Richard Hammond via Metropolis
I love the work of Cliff Kuang over at Fast Company, and we usually agree about design. But I loved the Aandeboom flatpack treehouse that he calls a design crime, and he likes these so-called shipping container cabins by Gensler on Catalina Island, titling his post "Leave No Trace: Boy Scouts Get Shipping-Container Cabins in California "
Where do I start? Perhaps with those monster two foot diameter sonotube foundations. Sure, you can take the shipping containers away, but those eight foundations leave one big honking concrete trace.
And then there are the shipping containers, a bare shadow of their former selves, with the roof, a full side and one door removed, what is left? two steel walls, then lined with some unknown material and probably insulation because when the sun shines the steel is too hot to touch.

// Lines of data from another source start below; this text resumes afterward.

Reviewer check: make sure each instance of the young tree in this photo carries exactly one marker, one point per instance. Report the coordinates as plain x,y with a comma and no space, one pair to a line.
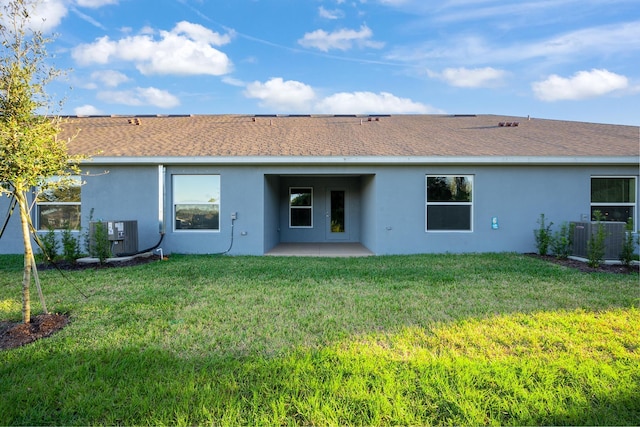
30,151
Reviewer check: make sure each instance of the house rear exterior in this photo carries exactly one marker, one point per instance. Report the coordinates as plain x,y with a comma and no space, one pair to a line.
395,184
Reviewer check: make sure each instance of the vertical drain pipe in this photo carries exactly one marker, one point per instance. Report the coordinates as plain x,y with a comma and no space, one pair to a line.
162,194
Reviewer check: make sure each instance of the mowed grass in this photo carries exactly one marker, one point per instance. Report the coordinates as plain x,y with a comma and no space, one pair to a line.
495,339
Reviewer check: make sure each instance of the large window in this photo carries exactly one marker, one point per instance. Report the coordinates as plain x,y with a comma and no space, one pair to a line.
196,202
449,203
300,207
614,197
58,204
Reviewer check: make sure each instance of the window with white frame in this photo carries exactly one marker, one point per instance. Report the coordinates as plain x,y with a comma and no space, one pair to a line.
449,202
196,202
300,207
614,197
58,204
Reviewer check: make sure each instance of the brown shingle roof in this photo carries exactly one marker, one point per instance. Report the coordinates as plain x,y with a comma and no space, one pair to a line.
403,135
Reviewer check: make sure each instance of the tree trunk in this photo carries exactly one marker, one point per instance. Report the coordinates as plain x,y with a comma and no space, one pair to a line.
21,197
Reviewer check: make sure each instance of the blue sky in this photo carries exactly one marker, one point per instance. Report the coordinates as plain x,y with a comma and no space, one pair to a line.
557,59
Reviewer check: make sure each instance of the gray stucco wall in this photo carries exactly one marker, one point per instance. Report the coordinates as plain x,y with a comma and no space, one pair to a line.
386,205
11,240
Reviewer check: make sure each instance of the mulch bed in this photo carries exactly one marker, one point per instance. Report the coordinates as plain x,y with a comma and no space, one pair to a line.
13,334
584,267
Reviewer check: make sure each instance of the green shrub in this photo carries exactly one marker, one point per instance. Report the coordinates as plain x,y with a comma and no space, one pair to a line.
562,240
595,244
70,245
543,236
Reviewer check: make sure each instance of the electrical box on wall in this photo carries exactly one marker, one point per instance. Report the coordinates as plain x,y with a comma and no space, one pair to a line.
122,235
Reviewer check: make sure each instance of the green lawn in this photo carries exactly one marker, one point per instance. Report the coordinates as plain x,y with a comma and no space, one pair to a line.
491,339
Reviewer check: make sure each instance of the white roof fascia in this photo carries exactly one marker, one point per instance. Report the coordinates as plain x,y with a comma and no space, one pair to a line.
366,160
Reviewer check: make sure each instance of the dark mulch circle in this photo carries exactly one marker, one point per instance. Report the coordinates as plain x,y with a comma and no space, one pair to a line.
17,334
14,334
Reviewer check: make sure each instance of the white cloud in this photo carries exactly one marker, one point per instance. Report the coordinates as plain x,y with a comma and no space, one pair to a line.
185,50
343,39
294,96
582,85
87,110
231,81
330,14
137,97
94,4
109,78
282,95
369,102
471,77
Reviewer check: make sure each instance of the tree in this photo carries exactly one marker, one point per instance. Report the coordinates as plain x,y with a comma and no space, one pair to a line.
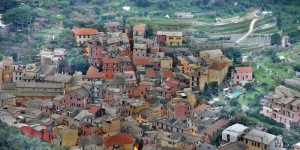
233,53
214,88
142,3
276,39
66,39
7,4
248,86
206,91
279,21
149,31
19,16
163,4
297,68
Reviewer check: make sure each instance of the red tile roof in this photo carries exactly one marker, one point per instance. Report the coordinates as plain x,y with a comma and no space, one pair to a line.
172,83
120,139
140,27
167,73
205,139
150,73
201,107
94,109
140,61
93,73
110,60
85,31
220,123
217,66
243,69
217,125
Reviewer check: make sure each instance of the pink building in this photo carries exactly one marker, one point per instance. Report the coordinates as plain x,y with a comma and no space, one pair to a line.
78,98
95,53
60,102
18,72
110,93
126,64
161,39
241,75
283,105
139,50
130,79
180,110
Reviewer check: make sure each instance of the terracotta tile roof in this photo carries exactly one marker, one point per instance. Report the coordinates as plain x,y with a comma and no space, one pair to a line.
220,123
120,139
172,83
217,66
85,31
217,125
167,73
94,109
140,27
201,107
93,73
110,60
150,73
243,69
205,139
140,61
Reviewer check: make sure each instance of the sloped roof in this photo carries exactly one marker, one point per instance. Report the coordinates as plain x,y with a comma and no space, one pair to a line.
150,73
110,60
169,33
167,73
140,27
217,66
255,135
140,61
85,31
201,107
93,73
94,109
243,69
120,139
213,53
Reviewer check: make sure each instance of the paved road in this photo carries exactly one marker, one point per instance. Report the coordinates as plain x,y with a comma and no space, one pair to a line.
249,32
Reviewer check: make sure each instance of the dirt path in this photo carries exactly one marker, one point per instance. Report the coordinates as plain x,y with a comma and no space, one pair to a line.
249,32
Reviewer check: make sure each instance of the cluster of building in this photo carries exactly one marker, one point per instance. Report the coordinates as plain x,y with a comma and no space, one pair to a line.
130,93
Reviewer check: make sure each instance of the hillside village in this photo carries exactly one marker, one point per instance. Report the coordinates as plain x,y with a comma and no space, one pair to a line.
139,96
154,92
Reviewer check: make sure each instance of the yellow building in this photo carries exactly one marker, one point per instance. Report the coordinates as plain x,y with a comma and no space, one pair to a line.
65,136
234,145
215,56
217,72
135,107
171,38
257,140
83,35
111,128
199,76
166,63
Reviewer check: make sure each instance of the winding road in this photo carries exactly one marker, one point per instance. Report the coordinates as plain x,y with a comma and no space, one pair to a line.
249,32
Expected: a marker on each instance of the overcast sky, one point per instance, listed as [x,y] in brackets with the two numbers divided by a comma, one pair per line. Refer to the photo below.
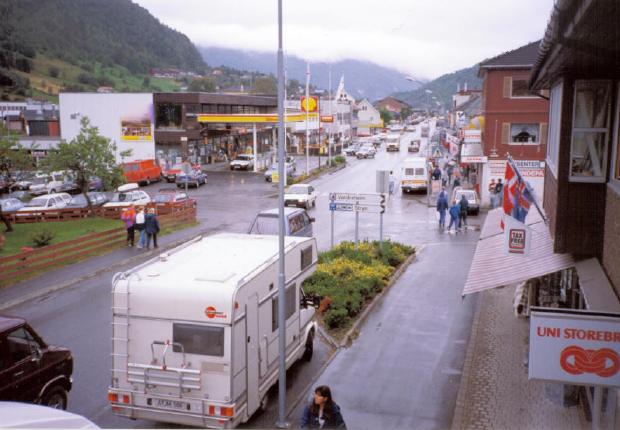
[423,38]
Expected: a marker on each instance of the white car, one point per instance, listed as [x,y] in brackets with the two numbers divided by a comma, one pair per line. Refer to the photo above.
[303,195]
[242,162]
[128,194]
[46,202]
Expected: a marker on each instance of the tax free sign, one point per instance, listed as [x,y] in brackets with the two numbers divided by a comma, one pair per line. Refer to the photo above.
[576,347]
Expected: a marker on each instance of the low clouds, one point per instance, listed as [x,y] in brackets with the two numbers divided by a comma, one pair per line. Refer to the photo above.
[425,38]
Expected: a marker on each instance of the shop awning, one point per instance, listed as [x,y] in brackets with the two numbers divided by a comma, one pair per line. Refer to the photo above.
[492,268]
[597,290]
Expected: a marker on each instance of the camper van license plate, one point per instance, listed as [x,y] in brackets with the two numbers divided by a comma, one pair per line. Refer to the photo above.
[170,404]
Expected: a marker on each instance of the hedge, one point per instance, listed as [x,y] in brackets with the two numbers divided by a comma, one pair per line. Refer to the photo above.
[346,278]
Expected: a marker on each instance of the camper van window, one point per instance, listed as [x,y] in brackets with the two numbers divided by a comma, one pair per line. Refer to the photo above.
[306,257]
[199,339]
[290,306]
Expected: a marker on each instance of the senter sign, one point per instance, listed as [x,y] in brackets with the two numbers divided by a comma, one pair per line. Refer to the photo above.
[576,347]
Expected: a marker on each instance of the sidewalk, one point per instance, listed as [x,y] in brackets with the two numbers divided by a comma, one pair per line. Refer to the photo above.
[66,276]
[495,392]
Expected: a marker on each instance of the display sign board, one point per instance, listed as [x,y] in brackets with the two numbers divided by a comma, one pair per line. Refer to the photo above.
[517,237]
[575,347]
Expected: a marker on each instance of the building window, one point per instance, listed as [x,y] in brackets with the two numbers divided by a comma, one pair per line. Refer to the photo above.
[588,160]
[555,120]
[524,133]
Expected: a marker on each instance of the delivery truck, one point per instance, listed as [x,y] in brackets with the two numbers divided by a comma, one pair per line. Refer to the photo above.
[195,330]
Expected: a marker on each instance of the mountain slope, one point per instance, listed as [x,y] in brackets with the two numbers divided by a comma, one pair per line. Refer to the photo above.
[442,88]
[362,79]
[111,32]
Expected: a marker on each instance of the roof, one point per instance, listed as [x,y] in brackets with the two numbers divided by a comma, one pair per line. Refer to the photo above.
[492,268]
[7,322]
[520,58]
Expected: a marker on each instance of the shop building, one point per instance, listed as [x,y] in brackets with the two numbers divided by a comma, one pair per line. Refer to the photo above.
[183,132]
[515,119]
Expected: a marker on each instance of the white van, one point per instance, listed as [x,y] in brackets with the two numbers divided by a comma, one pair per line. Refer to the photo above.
[195,330]
[392,142]
[414,174]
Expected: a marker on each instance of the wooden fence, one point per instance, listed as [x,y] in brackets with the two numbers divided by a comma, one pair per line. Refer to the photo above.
[26,263]
[68,214]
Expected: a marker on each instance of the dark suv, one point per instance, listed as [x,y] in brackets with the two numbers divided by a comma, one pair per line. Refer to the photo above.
[31,370]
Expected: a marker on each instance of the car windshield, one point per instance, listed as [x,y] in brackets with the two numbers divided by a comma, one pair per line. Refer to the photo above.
[40,201]
[122,197]
[265,225]
[297,190]
[164,198]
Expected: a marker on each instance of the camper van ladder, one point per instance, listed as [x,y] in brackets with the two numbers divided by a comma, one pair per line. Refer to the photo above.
[118,311]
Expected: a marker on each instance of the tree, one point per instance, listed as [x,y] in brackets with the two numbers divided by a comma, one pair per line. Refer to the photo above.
[204,84]
[88,155]
[386,116]
[265,85]
[13,157]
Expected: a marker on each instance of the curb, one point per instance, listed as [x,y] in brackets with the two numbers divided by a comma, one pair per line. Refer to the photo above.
[349,336]
[58,287]
[343,343]
[461,397]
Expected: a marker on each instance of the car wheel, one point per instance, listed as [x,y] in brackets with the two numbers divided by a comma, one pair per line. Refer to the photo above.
[55,398]
[309,348]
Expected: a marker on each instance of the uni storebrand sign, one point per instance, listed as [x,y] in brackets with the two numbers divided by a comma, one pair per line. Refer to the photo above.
[576,347]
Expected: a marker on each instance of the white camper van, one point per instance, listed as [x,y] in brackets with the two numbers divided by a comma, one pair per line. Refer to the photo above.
[414,175]
[195,330]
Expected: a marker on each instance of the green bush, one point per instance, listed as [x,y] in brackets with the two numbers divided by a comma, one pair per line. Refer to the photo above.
[349,278]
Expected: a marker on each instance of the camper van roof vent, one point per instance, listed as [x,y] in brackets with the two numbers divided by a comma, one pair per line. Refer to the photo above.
[215,276]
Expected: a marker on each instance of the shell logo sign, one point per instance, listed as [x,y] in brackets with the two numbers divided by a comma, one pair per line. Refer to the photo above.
[311,104]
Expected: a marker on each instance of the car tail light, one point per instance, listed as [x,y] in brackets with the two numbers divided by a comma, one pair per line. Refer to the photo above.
[227,412]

And rubber flooring so that nobody will get slivers.
Oh, but Metropolis says it has natural ventilation. Of course it does; IT'S A TENT. With two solid sides. You can't even close it up for security, two of the doors and all of the windows are now canvas.

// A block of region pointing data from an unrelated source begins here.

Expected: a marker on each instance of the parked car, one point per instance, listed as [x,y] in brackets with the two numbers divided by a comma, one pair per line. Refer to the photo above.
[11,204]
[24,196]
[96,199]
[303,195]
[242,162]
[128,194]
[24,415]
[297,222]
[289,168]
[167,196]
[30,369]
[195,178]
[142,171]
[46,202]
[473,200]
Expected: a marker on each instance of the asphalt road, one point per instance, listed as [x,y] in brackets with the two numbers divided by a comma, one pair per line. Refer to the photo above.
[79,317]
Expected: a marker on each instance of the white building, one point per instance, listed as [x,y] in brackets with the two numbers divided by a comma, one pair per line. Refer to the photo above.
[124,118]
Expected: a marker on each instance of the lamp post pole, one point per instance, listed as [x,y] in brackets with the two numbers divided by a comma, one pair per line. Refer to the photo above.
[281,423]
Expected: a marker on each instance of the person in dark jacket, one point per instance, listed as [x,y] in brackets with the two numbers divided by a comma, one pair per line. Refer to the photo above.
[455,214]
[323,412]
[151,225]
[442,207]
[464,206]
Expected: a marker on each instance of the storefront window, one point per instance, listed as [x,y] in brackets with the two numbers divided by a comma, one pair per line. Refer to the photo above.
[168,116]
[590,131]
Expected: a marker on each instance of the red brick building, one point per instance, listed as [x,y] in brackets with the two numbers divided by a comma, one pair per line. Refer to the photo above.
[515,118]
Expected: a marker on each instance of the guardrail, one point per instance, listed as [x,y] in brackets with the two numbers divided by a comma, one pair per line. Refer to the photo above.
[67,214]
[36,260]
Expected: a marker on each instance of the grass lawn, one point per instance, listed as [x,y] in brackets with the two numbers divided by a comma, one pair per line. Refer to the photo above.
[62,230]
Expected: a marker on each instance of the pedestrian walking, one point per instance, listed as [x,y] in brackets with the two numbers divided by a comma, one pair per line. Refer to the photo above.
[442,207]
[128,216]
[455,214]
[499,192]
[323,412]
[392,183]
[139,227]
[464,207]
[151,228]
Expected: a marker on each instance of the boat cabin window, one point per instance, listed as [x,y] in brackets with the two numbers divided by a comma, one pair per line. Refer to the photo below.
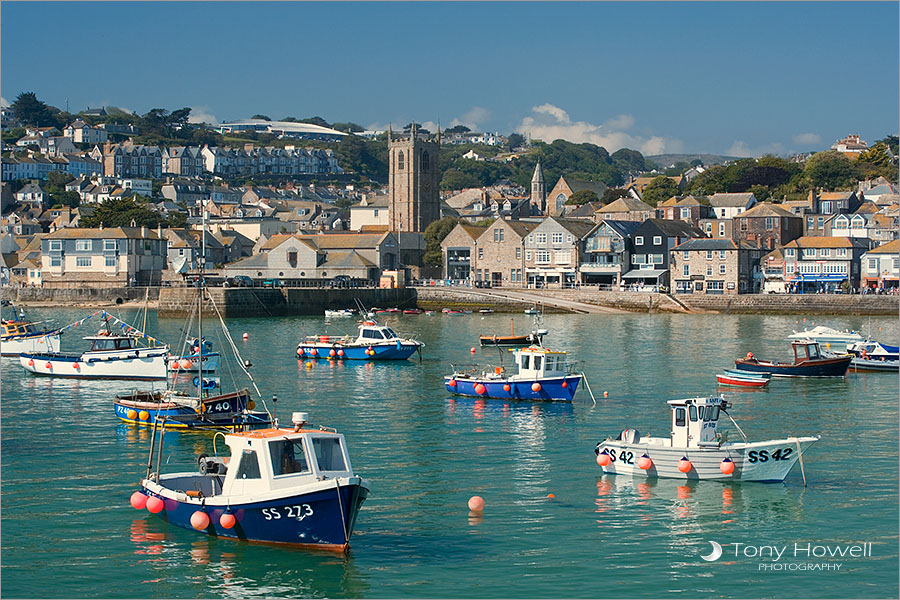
[249,466]
[329,454]
[288,457]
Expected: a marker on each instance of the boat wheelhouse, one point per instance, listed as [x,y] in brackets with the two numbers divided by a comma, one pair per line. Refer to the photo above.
[541,374]
[695,449]
[809,361]
[278,485]
[374,342]
[111,356]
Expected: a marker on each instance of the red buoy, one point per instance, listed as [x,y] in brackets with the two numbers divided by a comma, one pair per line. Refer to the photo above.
[726,466]
[138,500]
[155,504]
[227,520]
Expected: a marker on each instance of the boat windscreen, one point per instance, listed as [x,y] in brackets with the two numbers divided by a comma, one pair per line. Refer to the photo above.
[329,454]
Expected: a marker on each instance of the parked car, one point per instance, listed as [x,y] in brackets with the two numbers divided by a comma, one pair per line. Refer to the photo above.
[240,281]
[341,281]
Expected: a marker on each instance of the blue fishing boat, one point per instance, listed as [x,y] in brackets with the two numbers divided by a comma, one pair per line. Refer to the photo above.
[541,374]
[374,342]
[808,362]
[279,485]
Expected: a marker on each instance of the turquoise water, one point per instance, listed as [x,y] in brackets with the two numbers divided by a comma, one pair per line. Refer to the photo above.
[68,468]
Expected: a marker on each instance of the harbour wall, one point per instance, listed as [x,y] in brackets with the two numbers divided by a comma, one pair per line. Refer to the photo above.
[268,302]
[805,304]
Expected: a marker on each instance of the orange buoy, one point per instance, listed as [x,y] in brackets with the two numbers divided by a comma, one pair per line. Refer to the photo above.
[155,504]
[227,520]
[199,520]
[138,500]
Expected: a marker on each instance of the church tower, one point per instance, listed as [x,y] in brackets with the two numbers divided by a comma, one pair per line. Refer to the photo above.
[414,198]
[538,192]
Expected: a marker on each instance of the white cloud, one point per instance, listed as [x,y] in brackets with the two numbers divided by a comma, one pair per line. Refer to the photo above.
[201,114]
[550,123]
[472,118]
[741,149]
[807,139]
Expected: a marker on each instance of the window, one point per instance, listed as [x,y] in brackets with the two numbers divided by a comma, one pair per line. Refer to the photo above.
[329,455]
[249,466]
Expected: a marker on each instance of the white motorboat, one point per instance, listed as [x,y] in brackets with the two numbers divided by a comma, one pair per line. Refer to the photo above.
[111,356]
[696,450]
[828,338]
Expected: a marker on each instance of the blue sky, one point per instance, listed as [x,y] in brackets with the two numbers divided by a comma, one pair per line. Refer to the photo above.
[739,78]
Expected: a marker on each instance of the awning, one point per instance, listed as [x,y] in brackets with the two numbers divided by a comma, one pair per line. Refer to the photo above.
[644,274]
[813,277]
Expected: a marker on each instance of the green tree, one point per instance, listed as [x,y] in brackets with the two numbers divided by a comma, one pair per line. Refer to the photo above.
[434,235]
[659,190]
[122,212]
[582,197]
[830,170]
[515,140]
[613,194]
[31,111]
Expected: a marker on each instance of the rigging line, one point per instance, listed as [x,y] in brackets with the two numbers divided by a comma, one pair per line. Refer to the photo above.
[235,350]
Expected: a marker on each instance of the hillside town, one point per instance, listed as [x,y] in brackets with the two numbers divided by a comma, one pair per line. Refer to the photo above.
[309,224]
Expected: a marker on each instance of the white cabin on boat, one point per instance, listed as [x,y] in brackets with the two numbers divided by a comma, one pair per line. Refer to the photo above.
[694,422]
[534,362]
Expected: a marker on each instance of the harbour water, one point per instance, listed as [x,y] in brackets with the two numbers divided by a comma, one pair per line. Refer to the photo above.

Sorry, Cliff, I prefer the "dark, flea-bitten cabins" of my childhood; at least they were the real thing, instead of a pastiche of a wall from here and a roof from there, doing its best to pretend it is anything but a shipping container, which even the architect Richard Hammond thought was "too much of a box." It is about time for architects to face up to the reality that shipping containers are designed for freight, not people, and by the time you adapt them to people there is barely any shipping container left.
And if you want to "leave no trace," lose the vestigial two walls of the container and just put up a tent. They don't need foundations.
So who is calling what a design crime?
And I STILL think this Flatpack Treehouse is a Dutch Treat.